What the SAT Actually Tests in Math
The College Board organizes every SAT math question into one of four content areas. Algebra covers linear equations, inequalities, systems of equations, and function notation. Advanced Math deals with quadratics, polynomials, rational expressions, and exponential functions. Problem-Solving and Data Analysis focuses on ratios, percentages, probability, and interpreting charts and tables. Geometry and Trigonometry includes area, volume, triangle properties, circle theorems, and basic trig.
None of these domains require calculus concepts like limits, derivatives, or integrals. You also won’t see topics that are firmly in the second half of a precalculus course, such as logarithmic identities, conic sections (ellipses, hyperbolas), sequences and series formulas, or polar coordinates.
Where Precalc and the SAT Overlap
A few topics that many students first encounter in a precalculus class do show up on the SAT, which is probably why this question comes up so often. The overlap is narrow, though, and centers on two areas.
The first is trigonometry. The SAT expects you to work with right-triangle trigonometry (sine, cosine, tangent), the unit circle, radian measure, and properties of special right triangles like 30-60-90 and 45-45-90. Some high schools introduce the unit circle and radians in Algebra 2, while others save them for precalculus.
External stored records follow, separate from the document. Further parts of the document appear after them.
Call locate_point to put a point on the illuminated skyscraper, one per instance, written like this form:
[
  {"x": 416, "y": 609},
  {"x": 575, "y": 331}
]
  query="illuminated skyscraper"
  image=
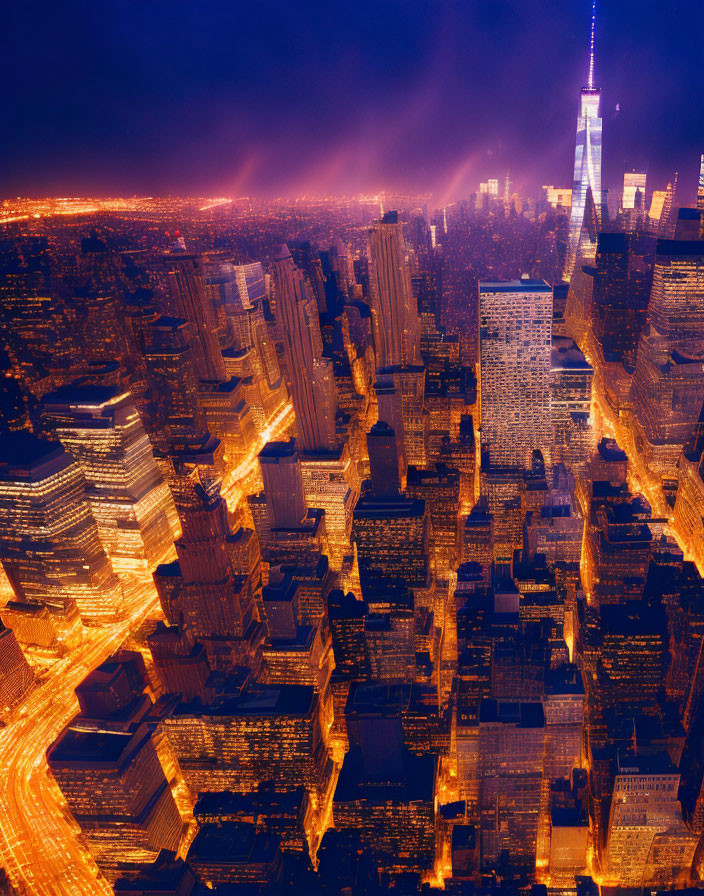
[
  {"x": 189, "y": 298},
  {"x": 49, "y": 546},
  {"x": 515, "y": 344},
  {"x": 587, "y": 158},
  {"x": 633, "y": 182},
  {"x": 668, "y": 384},
  {"x": 310, "y": 375},
  {"x": 131, "y": 503},
  {"x": 395, "y": 320}
]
Either way, the SAT’s trig questions stay basic. You won’t need to graph trig functions, prove identities, or use the law of sines or law of cosines.
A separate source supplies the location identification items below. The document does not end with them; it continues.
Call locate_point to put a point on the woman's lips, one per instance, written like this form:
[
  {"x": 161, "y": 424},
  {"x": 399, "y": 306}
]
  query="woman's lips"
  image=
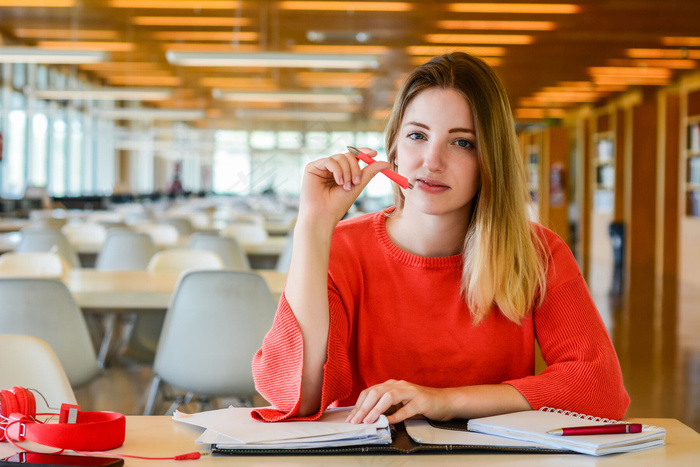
[{"x": 431, "y": 186}]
The second is nonlinear functions. The Advanced Math domain asks you to analyze polynomial, rational, and exponential functions, including their graphs and behavior. You might see a question about end behavior of a polynomial or about how changing a constant shifts an exponential curve. These concepts sit at the boundary between Algebra 2 and precalculus, and the SAT treats them at an introductory level.
How Much Math You Need Before the Test
If you’ve completed Algebra 2, you’ve covered the vast majority of what the SAT will ask. Students who are currently in or have finished precalculus may have a slight comfort advantage with trig and function analysis, but the test doesn’t assume you’ve taken that course. The College Board designed the math section around skills it considers essential for college readiness, not around any single course title.
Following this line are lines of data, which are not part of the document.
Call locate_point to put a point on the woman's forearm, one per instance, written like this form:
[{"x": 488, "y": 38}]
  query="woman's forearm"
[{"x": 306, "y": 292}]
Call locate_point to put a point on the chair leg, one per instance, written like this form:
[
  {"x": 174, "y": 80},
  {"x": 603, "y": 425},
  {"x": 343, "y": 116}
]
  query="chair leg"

In practical terms, this means a student taking the SAT in the spring of junior year, after finishing Algebra 2, is in fine shape mathematically. If your school teaches the unit circle and radians as part of Algebra 2, you’re fully covered. If your school saves those for precalculus and you haven’t gotten there yet, it’s worth spending some study time on right-triangle trig and the basics of radian measure. Those concepts appear in the Geometry and Trigonometry domain, which makes up a meaningful share of the test.
What to Study If You Haven’t Taken Precalc
You don’t need to enroll in a precalculus course just to prepare for the SAT. Instead, focus your review on the specific skills the test covers. For the trig questions, make sure you can define sine, cosine, and tangent using a right triangle, convert between degrees and radians, and locate common angles on the unit circle. For the Advanced Math questions, practice factoring polynomials, solving quadratic equations by multiple methods, simplifying rational expressions, and reading the graphs of exponential and polynomial functions.
Free resources from Khan Academy, which partners with the College Board, organize practice problems by the exact SAT content areas. Working through the “Advanced Math” and “Geometry and Trigonometry” sections there will show you exactly how deep the test goes, so you can calibrate your study time and avoid wasting hours on topics that won’t appear.